Saturday, March 1, 2008

Correctness?

I am experiencing the joys of being on a Program Committee (in this case SWAT'08).

  • famous person A submits a paper claiming an interesting result. The writing is bad.
  • famous person B, tricked by yours truly into refereeing the paper, claims said result is wrong.
  • my principle for (in)correctness claims is to contact the author directly.
  • A responds (retaliates?) with a link to a 40-page full version.
  • B reads the full version (I guess it's personal by now), and sends back a detailed meta-argument for why the proof is wrong.
In the end, there's no hope to referee the full version and find an actual, concete bug (if one exists). So we're stuck with general arguments.

I am told to write a negative comment based on the paper being poorly written, and not mention anything about correctness. But somehow, washing my hands of the paper is not quite my style...

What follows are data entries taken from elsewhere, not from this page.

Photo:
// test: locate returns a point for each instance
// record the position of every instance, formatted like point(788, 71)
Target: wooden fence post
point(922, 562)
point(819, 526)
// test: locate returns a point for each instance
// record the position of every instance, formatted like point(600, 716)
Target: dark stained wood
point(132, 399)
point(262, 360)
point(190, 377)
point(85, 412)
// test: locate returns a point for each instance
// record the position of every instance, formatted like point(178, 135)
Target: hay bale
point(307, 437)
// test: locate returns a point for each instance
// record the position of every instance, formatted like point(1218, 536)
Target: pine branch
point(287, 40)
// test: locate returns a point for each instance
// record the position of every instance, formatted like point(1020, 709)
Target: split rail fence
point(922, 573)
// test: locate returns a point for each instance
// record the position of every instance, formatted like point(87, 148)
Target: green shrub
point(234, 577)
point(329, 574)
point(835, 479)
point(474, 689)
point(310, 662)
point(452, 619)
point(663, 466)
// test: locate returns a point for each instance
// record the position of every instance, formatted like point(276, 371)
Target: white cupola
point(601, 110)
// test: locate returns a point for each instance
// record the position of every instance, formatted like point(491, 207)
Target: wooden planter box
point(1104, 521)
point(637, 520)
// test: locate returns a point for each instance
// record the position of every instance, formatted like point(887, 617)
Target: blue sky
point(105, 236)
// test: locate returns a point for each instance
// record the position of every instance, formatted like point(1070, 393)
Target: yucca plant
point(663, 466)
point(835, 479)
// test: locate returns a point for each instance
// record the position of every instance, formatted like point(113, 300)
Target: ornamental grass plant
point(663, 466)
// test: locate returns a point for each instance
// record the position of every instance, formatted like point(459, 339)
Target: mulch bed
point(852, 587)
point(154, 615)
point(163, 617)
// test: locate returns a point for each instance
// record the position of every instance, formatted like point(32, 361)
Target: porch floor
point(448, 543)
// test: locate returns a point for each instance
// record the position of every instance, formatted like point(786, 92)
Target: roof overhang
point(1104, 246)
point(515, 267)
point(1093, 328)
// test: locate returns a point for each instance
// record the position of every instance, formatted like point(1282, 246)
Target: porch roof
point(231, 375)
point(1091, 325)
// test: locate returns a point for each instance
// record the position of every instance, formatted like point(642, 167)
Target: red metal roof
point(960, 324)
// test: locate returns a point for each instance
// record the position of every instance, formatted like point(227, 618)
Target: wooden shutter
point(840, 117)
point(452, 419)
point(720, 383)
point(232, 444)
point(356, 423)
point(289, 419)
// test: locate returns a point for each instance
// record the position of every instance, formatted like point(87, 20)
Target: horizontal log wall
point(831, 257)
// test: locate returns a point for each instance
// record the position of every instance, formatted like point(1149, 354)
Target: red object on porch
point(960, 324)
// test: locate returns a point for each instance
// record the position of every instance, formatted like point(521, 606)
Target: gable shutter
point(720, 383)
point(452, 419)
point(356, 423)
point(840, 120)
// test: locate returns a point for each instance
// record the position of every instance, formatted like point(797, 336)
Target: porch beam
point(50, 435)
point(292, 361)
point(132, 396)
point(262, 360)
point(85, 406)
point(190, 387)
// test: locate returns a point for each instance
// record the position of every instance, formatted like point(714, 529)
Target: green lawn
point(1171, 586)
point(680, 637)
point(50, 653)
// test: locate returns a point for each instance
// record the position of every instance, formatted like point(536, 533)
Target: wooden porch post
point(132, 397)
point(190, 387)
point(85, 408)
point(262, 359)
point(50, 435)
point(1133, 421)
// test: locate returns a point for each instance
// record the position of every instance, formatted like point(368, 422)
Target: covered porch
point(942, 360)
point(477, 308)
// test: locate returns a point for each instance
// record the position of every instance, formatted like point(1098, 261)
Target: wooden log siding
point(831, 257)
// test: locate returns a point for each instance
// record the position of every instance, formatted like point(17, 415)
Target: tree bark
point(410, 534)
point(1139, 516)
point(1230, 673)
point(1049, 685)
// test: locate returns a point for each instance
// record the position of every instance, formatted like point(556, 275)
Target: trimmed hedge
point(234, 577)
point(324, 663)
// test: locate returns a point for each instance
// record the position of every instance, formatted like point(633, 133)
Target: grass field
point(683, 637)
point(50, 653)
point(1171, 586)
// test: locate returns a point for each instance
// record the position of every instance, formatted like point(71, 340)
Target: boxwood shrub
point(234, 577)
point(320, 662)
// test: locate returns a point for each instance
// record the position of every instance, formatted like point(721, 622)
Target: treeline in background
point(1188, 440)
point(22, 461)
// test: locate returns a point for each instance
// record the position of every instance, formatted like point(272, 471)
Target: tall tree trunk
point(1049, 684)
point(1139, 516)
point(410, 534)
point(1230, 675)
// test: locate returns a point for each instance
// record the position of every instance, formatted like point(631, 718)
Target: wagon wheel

The politically-correct (PC?) alternative is to convince the authors that the result is too hard/long/etc for the conference, and they should submit it to a journal where complete refereeing is feasible


Oddly, this reminds me of freshman year, when I was starting in theory. When I heard of conferences and journals, my natural assumption was that papers would just be published in journals, and the best would be invited to conferences (soon after publication), as a label of quality, and to allow quick dissemination of important ideas. I remember a very confused Alex saying "I really mean, they do it the other way around."